Все обитатели лагеря, почвовед, больной ботаник и Иван Сергеич, наш лодочник, ждали нас на берегу. Они, конечно, не слышали выстрелов, но видели в бинокль все, что происходило на озере.
Мацейс и Шкебин сошли первыми. Я отвязал ремни, на которых держалась шлюпка, и потребовал, чтобы они заложили руки за спину. Ремнями я скрутил им руки до локтей.
— Я протестую против такого обращения! — крикнул Мацейс. — Вас будут судить за эти штучки.
— Брось, — вполголоса сказал Шкебин. — Брось, Жора, чего тут? Кончен бал.
С той самой минуты, как мы подошли к их простреленной шлюпке, он рта не разжимал, и это были первые слова, которые я от него услышал.
Глава XXXIX
ОБРАТНЫЙ ПУТЬ
— И вы ручаетесь за все его сведения, отвечаете за все его поступки?
— Да, ручаюсь и отвечаю.
Мы сидели вчетвером в палатке больного ботаника: Бахмурин — почвовед, ботаник, я и Лиза. Иван Сергеич остался снаружи приглядывать за обоими механиками, которых мы связанными оставили на берегу. Говорили Бахмурин и Лиза, я молчал.
— Но я видел их документы.
— А Слюсарев видел, как они покупали документы.
Мне не хотели верить. То, что я рассказал об этих людях, представлялось слишком чудовищным. Лиза выходила из себя, а я молчал. Я понимал, что Бахмурин поступает правильно, что осмотрительность в таких делах необходима. Шутка ли обвинить в политическом преступлении двух людей, самочинно связать их и под ружьем держать связанными на песочке.
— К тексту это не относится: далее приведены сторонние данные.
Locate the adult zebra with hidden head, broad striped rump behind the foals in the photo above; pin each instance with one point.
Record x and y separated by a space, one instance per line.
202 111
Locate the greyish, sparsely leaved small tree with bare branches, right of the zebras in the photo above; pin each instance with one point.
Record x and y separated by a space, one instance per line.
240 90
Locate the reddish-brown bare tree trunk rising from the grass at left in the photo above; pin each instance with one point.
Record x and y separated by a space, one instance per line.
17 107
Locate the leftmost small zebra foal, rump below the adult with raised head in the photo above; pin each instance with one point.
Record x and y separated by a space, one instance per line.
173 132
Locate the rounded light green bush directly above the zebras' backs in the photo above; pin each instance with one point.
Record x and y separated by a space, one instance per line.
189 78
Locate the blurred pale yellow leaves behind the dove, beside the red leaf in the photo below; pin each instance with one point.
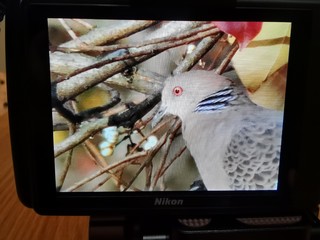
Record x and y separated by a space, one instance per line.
262 66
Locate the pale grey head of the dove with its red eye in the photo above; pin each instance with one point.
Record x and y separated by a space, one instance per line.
181 93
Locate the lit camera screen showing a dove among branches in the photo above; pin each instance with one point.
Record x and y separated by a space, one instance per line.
108 77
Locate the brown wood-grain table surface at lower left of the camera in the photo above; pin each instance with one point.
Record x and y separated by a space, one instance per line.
19 222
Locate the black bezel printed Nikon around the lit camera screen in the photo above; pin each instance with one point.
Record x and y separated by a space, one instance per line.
48 200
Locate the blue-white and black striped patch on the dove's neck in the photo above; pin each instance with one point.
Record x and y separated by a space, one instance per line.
216 101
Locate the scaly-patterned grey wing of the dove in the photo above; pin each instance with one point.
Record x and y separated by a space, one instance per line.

— Проще простого, — сказал я, — привести сюда обоих и допросить по всей форме. Если угодно, возьмите бумажку и ведите протокол.
Бахмурин согласился, что так, пожалуй, будет правильней. Он велел Ивану Сергеичу привести их в палатку. Они вошли, и Мацейс сказал:
— Детки желают резвиться. Они играют в прокуроров по особо важным делам. Не будем препятствовать, скажем свое слово в другом месте.
Он хорохорился, но был очень бледен. На Шкебина было противно смотреть, он весь как-то обмяк, складки на его грубом лице стали еще глубже и резче.
— Против вас, — сказал Бахмурин, — выдвинуто обвинение, что оба вы преступники, скрывающиеся от следственных органов. Так это или не так?
— Не ваше собачье дело, — сказал Мацейс. — Кто дал вам право допрашивать нас?
— О правах не будем спорить. Вы слышали мой вопрос. Так это или не так?